La Rainbow PUSH Coalition, organisation américaine créée par Jesse Jackson, a annoncé ce mardi 17 février le décès de l’icone des droits civiques à 84 ans.
Compagnon de Martin Luther King, la vie de Jesse Jackson a été marquée par le mouvement des droits civiques.
Né le 8 octobre 1941 en Caroline du Sud, Jackson a grandi sous le système de ségrégation raciale qui a défini la vie dans le Sud des États-Unis à l’époque Jim Crow, Jesse Jackson s’est engagé politiquement alors qu’il était encore étudiant.

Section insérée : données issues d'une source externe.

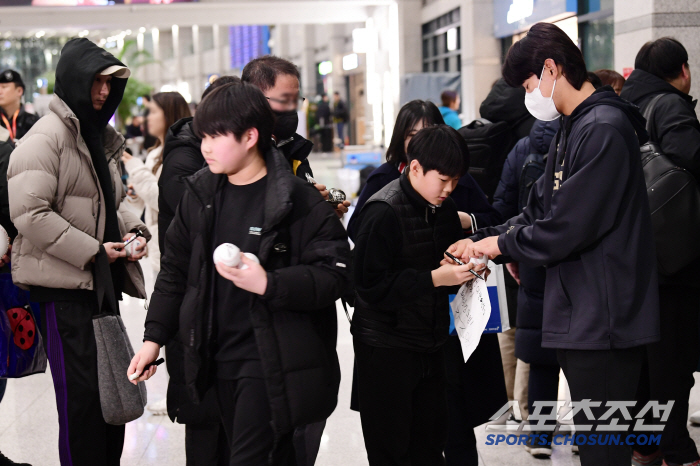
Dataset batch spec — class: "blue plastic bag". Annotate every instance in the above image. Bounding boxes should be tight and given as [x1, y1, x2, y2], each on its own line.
[0, 273, 47, 378]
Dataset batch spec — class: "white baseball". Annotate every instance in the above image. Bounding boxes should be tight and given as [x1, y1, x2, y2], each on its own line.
[213, 243, 240, 267]
[125, 237, 144, 257]
[237, 253, 260, 270]
[470, 254, 489, 265]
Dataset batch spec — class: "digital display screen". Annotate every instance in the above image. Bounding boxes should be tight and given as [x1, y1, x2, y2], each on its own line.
[229, 25, 270, 70]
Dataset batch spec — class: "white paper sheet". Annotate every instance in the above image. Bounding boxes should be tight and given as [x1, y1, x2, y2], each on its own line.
[450, 278, 492, 362]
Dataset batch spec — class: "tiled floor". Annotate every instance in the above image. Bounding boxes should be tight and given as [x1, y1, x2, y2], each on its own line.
[3, 152, 700, 465]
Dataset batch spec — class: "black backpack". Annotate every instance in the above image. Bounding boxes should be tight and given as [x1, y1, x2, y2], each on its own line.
[458, 119, 514, 202]
[641, 94, 700, 275]
[518, 152, 546, 212]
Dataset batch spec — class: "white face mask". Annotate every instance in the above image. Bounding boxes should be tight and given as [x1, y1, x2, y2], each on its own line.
[525, 66, 560, 121]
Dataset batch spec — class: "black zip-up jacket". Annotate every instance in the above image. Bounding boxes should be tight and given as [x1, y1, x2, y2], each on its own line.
[144, 148, 350, 435]
[0, 105, 40, 142]
[472, 88, 660, 350]
[158, 123, 315, 255]
[0, 133, 16, 240]
[621, 69, 700, 182]
[351, 174, 463, 351]
[620, 69, 700, 287]
[277, 132, 314, 180]
[480, 78, 536, 141]
[158, 117, 203, 254]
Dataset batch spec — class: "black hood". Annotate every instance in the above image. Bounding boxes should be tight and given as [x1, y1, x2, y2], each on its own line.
[480, 78, 532, 127]
[620, 69, 694, 106]
[529, 119, 560, 155]
[568, 86, 649, 146]
[163, 117, 200, 162]
[277, 132, 313, 162]
[54, 38, 128, 132]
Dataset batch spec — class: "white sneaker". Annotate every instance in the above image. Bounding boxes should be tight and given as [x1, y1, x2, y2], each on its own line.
[146, 398, 168, 415]
[690, 410, 700, 425]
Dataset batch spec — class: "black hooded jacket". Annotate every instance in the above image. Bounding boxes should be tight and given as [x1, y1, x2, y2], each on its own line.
[50, 38, 130, 304]
[145, 147, 349, 434]
[620, 70, 700, 286]
[480, 78, 536, 141]
[0, 105, 40, 142]
[158, 121, 314, 255]
[472, 88, 660, 350]
[277, 133, 314, 180]
[621, 69, 700, 182]
[158, 117, 203, 254]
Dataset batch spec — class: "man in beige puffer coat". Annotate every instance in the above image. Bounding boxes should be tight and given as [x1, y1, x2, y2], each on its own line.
[7, 38, 151, 466]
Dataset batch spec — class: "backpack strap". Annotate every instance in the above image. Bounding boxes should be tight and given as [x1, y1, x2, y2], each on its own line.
[642, 94, 666, 143]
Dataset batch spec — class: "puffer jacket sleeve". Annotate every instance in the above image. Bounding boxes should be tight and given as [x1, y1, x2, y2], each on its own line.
[144, 191, 195, 343]
[262, 200, 350, 312]
[8, 133, 99, 268]
[124, 152, 160, 212]
[115, 168, 151, 242]
[492, 137, 530, 221]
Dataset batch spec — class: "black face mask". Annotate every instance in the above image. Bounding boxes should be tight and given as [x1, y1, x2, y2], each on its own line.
[273, 110, 298, 141]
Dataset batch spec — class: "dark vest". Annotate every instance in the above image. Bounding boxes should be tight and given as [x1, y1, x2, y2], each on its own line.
[352, 176, 462, 351]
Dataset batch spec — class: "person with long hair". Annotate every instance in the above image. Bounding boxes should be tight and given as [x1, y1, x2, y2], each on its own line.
[347, 100, 500, 241]
[122, 91, 191, 274]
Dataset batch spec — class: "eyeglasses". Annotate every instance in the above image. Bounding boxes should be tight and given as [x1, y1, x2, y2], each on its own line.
[266, 96, 306, 110]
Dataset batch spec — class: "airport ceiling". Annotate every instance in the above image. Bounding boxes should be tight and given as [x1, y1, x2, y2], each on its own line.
[0, 0, 391, 36]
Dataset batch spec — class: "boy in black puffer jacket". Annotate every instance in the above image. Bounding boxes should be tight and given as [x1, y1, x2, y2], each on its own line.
[130, 82, 350, 465]
[352, 125, 487, 465]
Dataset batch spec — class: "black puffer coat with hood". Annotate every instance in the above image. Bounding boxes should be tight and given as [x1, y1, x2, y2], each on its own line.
[158, 117, 203, 254]
[144, 147, 349, 436]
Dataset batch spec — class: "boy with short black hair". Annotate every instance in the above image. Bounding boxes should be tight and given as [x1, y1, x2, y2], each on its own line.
[352, 124, 485, 465]
[453, 22, 659, 466]
[130, 82, 350, 464]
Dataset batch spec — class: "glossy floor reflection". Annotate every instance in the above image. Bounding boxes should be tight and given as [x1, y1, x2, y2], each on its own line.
[3, 152, 700, 465]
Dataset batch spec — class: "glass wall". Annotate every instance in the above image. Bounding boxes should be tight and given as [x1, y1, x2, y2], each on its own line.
[421, 8, 461, 73]
[0, 37, 67, 102]
[580, 16, 614, 71]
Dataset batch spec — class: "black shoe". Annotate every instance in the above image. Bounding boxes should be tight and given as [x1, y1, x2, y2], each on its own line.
[0, 451, 31, 466]
[524, 432, 553, 459]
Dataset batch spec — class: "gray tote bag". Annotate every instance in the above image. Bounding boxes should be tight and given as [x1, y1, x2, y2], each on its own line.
[92, 250, 147, 425]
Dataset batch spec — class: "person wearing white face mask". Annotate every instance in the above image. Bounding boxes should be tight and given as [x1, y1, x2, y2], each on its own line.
[444, 22, 660, 466]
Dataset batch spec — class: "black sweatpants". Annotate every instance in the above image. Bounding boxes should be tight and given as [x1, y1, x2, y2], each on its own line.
[557, 346, 644, 466]
[216, 377, 295, 466]
[354, 338, 448, 466]
[636, 285, 700, 464]
[527, 363, 560, 426]
[39, 300, 125, 466]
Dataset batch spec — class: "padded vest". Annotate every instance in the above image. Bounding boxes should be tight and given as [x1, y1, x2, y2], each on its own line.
[353, 177, 461, 351]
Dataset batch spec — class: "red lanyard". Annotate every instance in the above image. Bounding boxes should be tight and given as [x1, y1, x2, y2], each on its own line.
[398, 162, 407, 173]
[0, 109, 19, 141]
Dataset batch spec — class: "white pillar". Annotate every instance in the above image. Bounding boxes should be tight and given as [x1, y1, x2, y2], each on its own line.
[273, 24, 290, 59]
[152, 27, 161, 91]
[212, 24, 222, 75]
[615, 0, 700, 116]
[459, 0, 501, 123]
[192, 25, 203, 100]
[172, 24, 182, 85]
[300, 24, 316, 100]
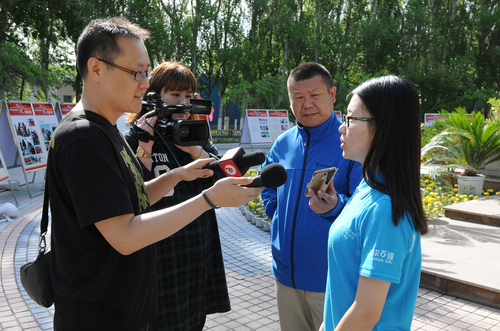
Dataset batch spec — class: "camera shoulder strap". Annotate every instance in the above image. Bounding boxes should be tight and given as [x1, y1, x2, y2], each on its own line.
[130, 125, 162, 144]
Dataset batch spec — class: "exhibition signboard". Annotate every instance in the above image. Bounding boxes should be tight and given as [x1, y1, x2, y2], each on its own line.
[3, 101, 47, 172]
[240, 109, 291, 148]
[32, 102, 58, 151]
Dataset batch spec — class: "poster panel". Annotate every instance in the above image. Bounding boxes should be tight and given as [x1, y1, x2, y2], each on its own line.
[5, 101, 47, 172]
[59, 102, 76, 118]
[32, 102, 58, 152]
[268, 110, 289, 142]
[246, 110, 272, 145]
[424, 113, 444, 126]
[335, 111, 341, 120]
[0, 148, 9, 184]
[0, 101, 20, 168]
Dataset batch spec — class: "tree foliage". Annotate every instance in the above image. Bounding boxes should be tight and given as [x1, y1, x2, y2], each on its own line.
[2, 0, 499, 118]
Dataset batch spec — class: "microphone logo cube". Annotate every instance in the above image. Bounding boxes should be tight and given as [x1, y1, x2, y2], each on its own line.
[223, 164, 238, 176]
[219, 147, 245, 177]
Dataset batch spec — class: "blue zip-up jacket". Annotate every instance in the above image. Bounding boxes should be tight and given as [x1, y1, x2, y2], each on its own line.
[261, 114, 363, 292]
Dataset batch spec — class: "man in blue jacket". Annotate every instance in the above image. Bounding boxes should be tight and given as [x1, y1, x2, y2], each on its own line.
[261, 62, 363, 331]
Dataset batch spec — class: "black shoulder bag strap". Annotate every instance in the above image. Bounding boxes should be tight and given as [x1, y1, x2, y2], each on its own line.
[39, 179, 50, 254]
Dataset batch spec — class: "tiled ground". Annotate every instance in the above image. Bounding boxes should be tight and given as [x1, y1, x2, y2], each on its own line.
[2, 167, 500, 330]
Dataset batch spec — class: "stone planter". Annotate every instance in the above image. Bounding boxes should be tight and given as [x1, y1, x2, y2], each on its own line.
[249, 213, 257, 224]
[262, 220, 271, 232]
[254, 216, 264, 228]
[457, 174, 486, 197]
[245, 209, 253, 222]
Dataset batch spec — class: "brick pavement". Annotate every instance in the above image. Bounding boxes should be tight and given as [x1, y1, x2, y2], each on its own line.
[2, 173, 500, 330]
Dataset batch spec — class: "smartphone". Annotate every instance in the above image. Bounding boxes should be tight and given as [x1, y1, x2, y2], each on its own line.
[304, 167, 337, 197]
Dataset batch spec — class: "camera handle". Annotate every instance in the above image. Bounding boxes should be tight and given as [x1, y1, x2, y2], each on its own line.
[141, 117, 182, 168]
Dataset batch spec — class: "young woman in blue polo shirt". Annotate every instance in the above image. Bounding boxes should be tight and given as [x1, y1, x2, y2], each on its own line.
[320, 75, 428, 331]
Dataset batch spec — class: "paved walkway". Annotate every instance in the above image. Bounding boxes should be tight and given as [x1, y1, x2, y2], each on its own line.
[2, 169, 500, 330]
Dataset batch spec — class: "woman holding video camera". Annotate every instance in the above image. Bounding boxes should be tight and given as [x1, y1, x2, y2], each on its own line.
[125, 62, 228, 331]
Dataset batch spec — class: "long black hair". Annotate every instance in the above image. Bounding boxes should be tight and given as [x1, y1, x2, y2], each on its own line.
[352, 75, 428, 234]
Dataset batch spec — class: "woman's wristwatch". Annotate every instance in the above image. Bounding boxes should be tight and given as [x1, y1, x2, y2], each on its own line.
[137, 146, 152, 159]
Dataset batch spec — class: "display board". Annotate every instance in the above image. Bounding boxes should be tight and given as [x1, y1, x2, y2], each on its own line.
[0, 148, 9, 184]
[424, 113, 444, 126]
[3, 101, 47, 172]
[267, 110, 290, 142]
[240, 109, 291, 147]
[56, 102, 76, 121]
[241, 110, 272, 146]
[32, 102, 59, 151]
[0, 148, 17, 204]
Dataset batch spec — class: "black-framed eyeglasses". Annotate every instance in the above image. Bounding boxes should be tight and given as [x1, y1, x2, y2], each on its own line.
[96, 58, 150, 81]
[342, 114, 377, 127]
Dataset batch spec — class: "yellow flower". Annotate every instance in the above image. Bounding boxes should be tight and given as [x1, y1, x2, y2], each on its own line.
[484, 192, 490, 196]
[487, 189, 494, 193]
[469, 194, 474, 198]
[249, 202, 256, 208]
[454, 188, 458, 192]
[463, 198, 469, 202]
[474, 196, 479, 199]
[454, 184, 458, 188]
[436, 196, 441, 201]
[424, 179, 429, 184]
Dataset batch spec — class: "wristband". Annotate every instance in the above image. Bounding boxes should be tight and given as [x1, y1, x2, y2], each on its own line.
[202, 190, 220, 209]
[193, 147, 203, 160]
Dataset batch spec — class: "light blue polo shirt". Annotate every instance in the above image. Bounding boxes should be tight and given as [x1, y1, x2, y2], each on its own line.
[323, 178, 422, 330]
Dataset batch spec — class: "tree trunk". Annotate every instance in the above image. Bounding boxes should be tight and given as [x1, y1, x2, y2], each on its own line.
[240, 95, 247, 130]
[191, 0, 202, 75]
[224, 101, 230, 130]
[428, 0, 436, 71]
[282, 35, 289, 82]
[443, 0, 458, 67]
[20, 78, 25, 101]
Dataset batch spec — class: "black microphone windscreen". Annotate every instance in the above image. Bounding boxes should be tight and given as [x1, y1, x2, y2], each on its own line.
[244, 163, 287, 188]
[237, 151, 266, 168]
[261, 163, 287, 188]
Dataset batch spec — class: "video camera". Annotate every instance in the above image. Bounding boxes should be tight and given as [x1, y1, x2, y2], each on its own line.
[142, 92, 211, 146]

Au milieu des années 1960, Jackson rejoint la Southern Christian Leadership Conference (SCLC) du Dr Martin Luther King Jr où il gravit les échelons au sein de l’organisation et fut aux cotés de Martin Luther King le jour de son assassinat le 4 avril 1968 à Memphis. La mort de King marqua un tournant dans le mouvement, et Jackson deviendra l’un des leaders les plus visibles de la génération suivante.
La création d’institutions multiraciales et multiconfessionnelles pour le changement politique était essentielle pour Jesse Jackson convaincu qu’il fallait traduire les exigences morales de l’ère des droits civiques en une influence politique et économique durable. Les campagnes d’inscription des électeurs et les campagnes pour la représentation des minorités sont devenues centrales dans son travail.
A deux reprises, en 1984 et 1988, il tenta en vain d’obtenir l’investiture du Parti démocrate à la présidence des États-Unis. Bien qu’il n’ait pas obtenu l’investiture, ses campagnes ont élargi la représentation des minorités au sein du Parti démocrate et démontré la viabilité des coalitions politiques multiraciales au niveau national. De nombreux historiens politiques ont attribué aux campagnes de Jackson la redéfinition des règles internes du parti et l’élargissement de la participation, en particulier parmi les électeurs noirs et ouvriers.
Au-delà de la politique intérieure, Jackson était actif à l’international. Au fil des décennies, il a mené des missions diplomatiques, plaidé pour la libération des otages et s’est opposé à l’apartheid en Afrique du Sud.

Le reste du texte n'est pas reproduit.